0

I using Hadoop Map/Reduce using Java

Suppose, I have completed a whole map/reduce job. Is there any way I could repeat the whole map/reduce part only, without ending the job. I mean, I DON'T want to use any chaining of the different jobs but only only want the map/reduce part to repeat.

Thank you!

SSaikia_JtheRocker
  • 5,053
  • 1
  • 22
  • 41
  • as you already said it is a "MapReduce Job". So there is no MapReduce without a job (in hadoop) and no Job without MapReduce. What's your problem? – Thomas Jungblut Apr 18 '11 at 13:04
  • Thanks that you replied, but I mean could the run the map() and reduce() function over and over again from the main() function anyhow? I don't want to exit the main() function... – SSaikia_JtheRocker Apr 18 '11 at 18:16
  • so you want to call map and reduce from the code or you just want to wait for the job to finish and let the main method block until then? – Thomas Jungblut Apr 18 '11 at 20:18
  • Sorry for late reply, I was sick. Yeah, I want the job to wait until the first map/reduce process completes. The job should then again invoke the map/reduce process. – SSaikia_JtheRocker Apr 24 '11 at 17:31

1 Answers1

7

So I am more familiar with hadoop streaming APIs but approach should translate to the native APIs.

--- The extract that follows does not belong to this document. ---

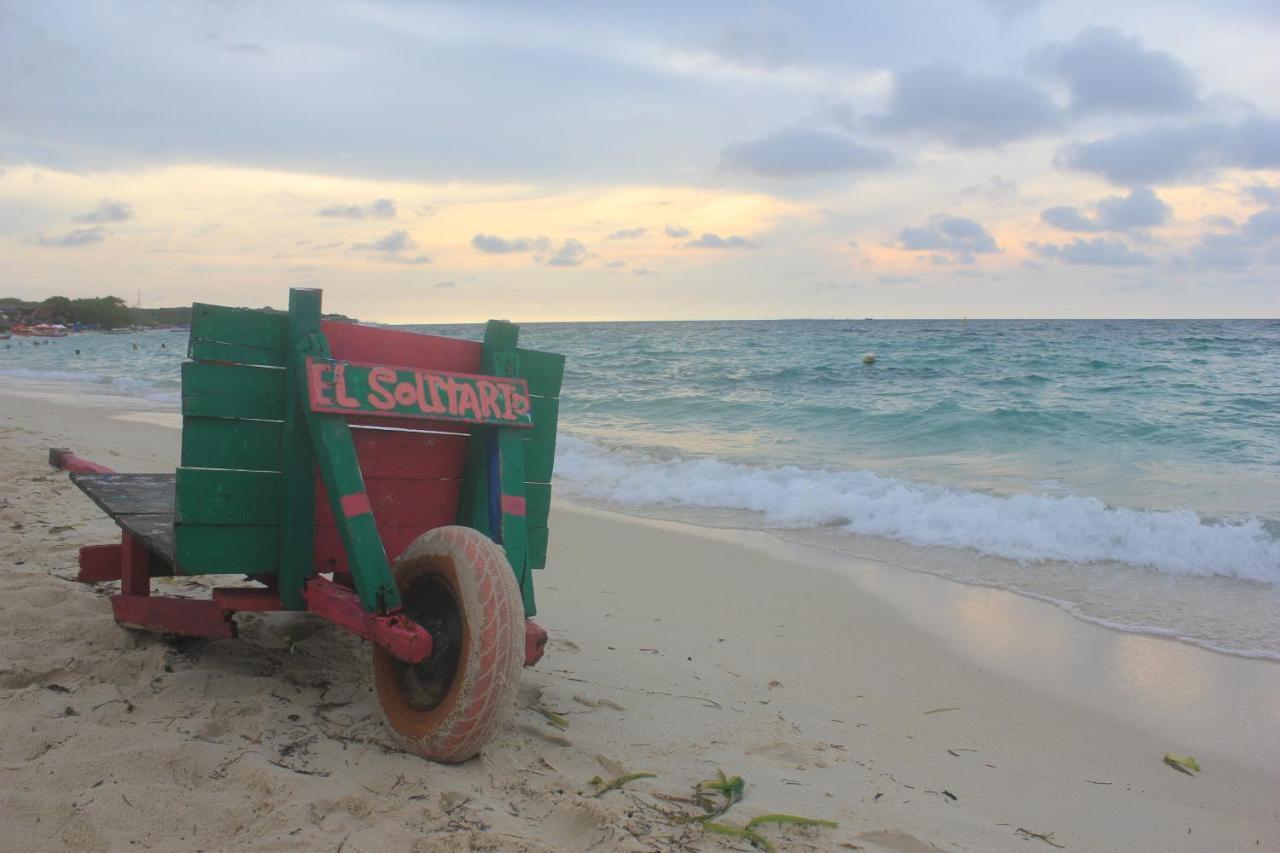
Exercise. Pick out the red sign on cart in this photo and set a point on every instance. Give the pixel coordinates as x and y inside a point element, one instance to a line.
<point>355,388</point>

In my understanding what you are trying to do is run the several iterations of same map() and reduce() operations on the input data.

Lets say your initial map() input data comes from file input.txt and the output file is output + {iteration}.txt (where iteration is loop count, iteration =[0, # of iteration)). In the second invocation of the map()/reduce() your input file is output+{iteration} and output file would become output+{iteration +1}.txt.

Let me know if this is not clear, I can conjure up a quick example and post a link here.

EDIT* So for Java I modified the hadoop wordcount example to run multiple times

package com.rorlig;
import java.io.IOException;
import java.util.StringTokenizer;
import org.apache.hadoop.conf.Configuration;
import org.apache.hadoop.fs.Path;
import org.apache.hadoop.io.IntWritable;
import org.apache.hadoop.io.Text;
import org.apache.hadoop.mapreduce.Job;
import org.apache.hadoop.mapreduce.Mapper;
import org.apache.hadoop.mapreduce.Reducer;
import org.apache.hadoop.mapreduce.lib.input.FileInputFormat;
import org.apache.hadoop.mapreduce.lib.output.FileOutputFormat;

public class WordCountJob {
  public static class TokenizerMapper 
     extends Mapper<Object, Text, Text, IntWritable>{

 private final static IntWritable one = new IntWritable(1);
 private Text word = new Text();

 public void map(Object key, Text value, Context context
                ) throws IOException, InterruptedException {
  StringTokenizer itr = new StringTokenizer(value.toString());
  while (itr.hasMoreTokens()) {
    word.set(itr.nextToken());
    context.write(word, one);
   }
 }
}

public static class IntSumReducer 
   extends Reducer<Text,IntWritable,Text,IntWritable> {
private IntWritable result = new IntWritable();

public void reduce(Text key, Iterable<IntWritable> values, 
                   Context context
                   ) throws IOException, InterruptedException {
  int sum = 0;
  for (IntWritable val : values) {
    sum += val.get();
  }
  result.set(sum);
  context.write(key, result);
  }
}

public static void main(String[] args) throws Exception {
 Configuration conf = new Configuration();

if (args.length != 3) {
  System.err.println("Usage: wordcount <in> <out> <iterations>");
  System.exit(2);
}
int iterations = new Integer(args[2]);
Path inPath = new Path(args[0]);
Path outPath =  null;
for (int i = 0; i<iterations; ++i){
    outPath = new Path(args[1]+i);
    Job job = new Job(conf, "word count");
    job.setJarByClass(WordCountJob.class);
    job.setMapperClass(TokenizerMapper.class);
    job.setCombinerClass(IntSumReducer.class);
    job.setReducerClass(IntSumReducer.class);
    job.setOutputKeyClass(Text.class);
    job.setOutputValueClass(IntWritable.class);
    FileInputFormat.addInputPath(job, inPath);
    FileOutputFormat.setOutputPath(job, outPath);
    job.waitForCompletion(true);
    inPath = outPath;
   }
 }
}

Hope this helps

rOrlig
  • 2,489
  • 4
  • 35
  • 48